The National Transportation Safety Board said Monday that its examination of a section of the Boeing 737's fuselage skin adjacent to where a 5-foot hole tore open revealed rivet holes that were too wide for the rivets. The rivets hold overlapping sections of the plane's skin together.

The board also said in a statement that some rivet holes were worn into irregular shapes instead of being round. The board didn't offer any conclusions based on the evidence. Its investigation is continuing.

The NTSB statement followed earlier reports that investigators are focusing on the manufacturing process at Boeing.

Government and industry officials say investigators noticed that the stricken jet and five other Southwest planes that had cracks in their metal skins were all built at about the same time in the same Boeing plant.

The officials cautioned Monday that no final determination has been made about why the planes developed cracks in an area of the fuselage many years before Boeing expected to see problems.

The fuselages of 737s are all made in Wichita at a plant that was owned by Boeing until 2005, when it was sold and renamed Spirit Aerosystems. The planes are assembled in Boeing's Renton plant.

The 5-foot hole tore open in the roof of the Southwest Boeing 737 as Flight 812 climbed to 34,000 feet above Arizona on April 1. The pilot guided the plane to a safe emergency landing, and there were no serious injuries.

Metal fatigue was initially suspected to have caused tiny subsurface cracks in the aluminum skin, which gave way during flight. Now investigators think the seeds of the near-disaster might have been planted when the plane was built.

Officials said investigators are looking at several possible mistakes during assembly, including the size and the way rivets and sealants were used to hold aluminum panels together on the plane's roof.

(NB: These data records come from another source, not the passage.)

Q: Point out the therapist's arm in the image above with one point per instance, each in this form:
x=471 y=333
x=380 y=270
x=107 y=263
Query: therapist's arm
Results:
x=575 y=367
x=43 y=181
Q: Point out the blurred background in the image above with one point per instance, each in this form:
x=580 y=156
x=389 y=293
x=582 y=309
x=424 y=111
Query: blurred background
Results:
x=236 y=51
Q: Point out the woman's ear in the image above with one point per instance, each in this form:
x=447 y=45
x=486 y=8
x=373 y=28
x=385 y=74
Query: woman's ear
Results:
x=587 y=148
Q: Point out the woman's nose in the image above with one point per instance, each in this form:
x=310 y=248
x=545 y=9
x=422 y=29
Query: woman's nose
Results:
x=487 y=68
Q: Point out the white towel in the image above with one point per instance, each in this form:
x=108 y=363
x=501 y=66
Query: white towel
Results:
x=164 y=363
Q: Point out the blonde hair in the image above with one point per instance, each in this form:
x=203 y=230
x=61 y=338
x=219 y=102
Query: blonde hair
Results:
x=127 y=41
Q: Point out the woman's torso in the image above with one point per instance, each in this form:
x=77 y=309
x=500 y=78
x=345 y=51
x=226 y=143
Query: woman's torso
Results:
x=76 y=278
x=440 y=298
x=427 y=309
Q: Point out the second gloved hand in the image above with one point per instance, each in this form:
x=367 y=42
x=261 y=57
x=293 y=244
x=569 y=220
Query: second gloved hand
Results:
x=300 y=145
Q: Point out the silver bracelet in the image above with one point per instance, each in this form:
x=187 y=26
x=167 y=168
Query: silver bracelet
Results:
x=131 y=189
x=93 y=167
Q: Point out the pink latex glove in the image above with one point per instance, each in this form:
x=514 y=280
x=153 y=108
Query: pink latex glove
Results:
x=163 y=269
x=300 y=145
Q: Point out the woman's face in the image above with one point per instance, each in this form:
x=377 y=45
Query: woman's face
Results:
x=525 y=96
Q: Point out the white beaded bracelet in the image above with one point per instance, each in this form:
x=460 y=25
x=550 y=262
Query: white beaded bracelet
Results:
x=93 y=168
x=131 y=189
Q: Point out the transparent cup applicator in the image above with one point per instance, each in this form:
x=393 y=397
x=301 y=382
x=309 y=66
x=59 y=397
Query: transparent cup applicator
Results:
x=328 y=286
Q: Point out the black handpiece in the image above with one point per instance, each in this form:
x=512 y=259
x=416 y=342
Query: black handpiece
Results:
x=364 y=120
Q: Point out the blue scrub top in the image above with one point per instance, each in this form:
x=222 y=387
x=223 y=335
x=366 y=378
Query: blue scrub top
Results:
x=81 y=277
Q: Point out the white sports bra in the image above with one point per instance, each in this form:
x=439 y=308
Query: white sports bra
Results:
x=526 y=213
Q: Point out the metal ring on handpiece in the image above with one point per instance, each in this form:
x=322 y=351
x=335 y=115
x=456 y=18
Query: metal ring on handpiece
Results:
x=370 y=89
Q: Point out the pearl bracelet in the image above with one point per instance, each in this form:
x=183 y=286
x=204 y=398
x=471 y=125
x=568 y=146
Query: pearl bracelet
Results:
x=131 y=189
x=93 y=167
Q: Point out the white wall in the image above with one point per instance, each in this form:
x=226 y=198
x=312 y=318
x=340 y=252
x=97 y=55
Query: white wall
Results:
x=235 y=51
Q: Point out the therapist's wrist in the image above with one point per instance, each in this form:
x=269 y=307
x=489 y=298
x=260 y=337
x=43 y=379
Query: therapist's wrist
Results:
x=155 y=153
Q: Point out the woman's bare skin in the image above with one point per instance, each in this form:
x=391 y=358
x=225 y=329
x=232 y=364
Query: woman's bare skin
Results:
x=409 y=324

After the Southwest incident, Boeing told airlines that owned about 190 other 737s built in the 1990s to immediately conduct electromagnetic inspections of an area of the roof called the lap joint, where overlapping panels of skin are riveted together.

Boeing said Monday that inspections have been completed on about three-fourths of those planes, and only the five at Southwest were found to have cracks. Boeing said it was analyzing portions from panels of those planes "to validate the initial inspection findings," but added that no final conclusions have been drawn.

The Southwest plane had made about 39,000 flights. A senior Boeing engineer said this month that the company didn't expect airlines would need to inspect the lap joints for metal fatigue until about 60,000 flights.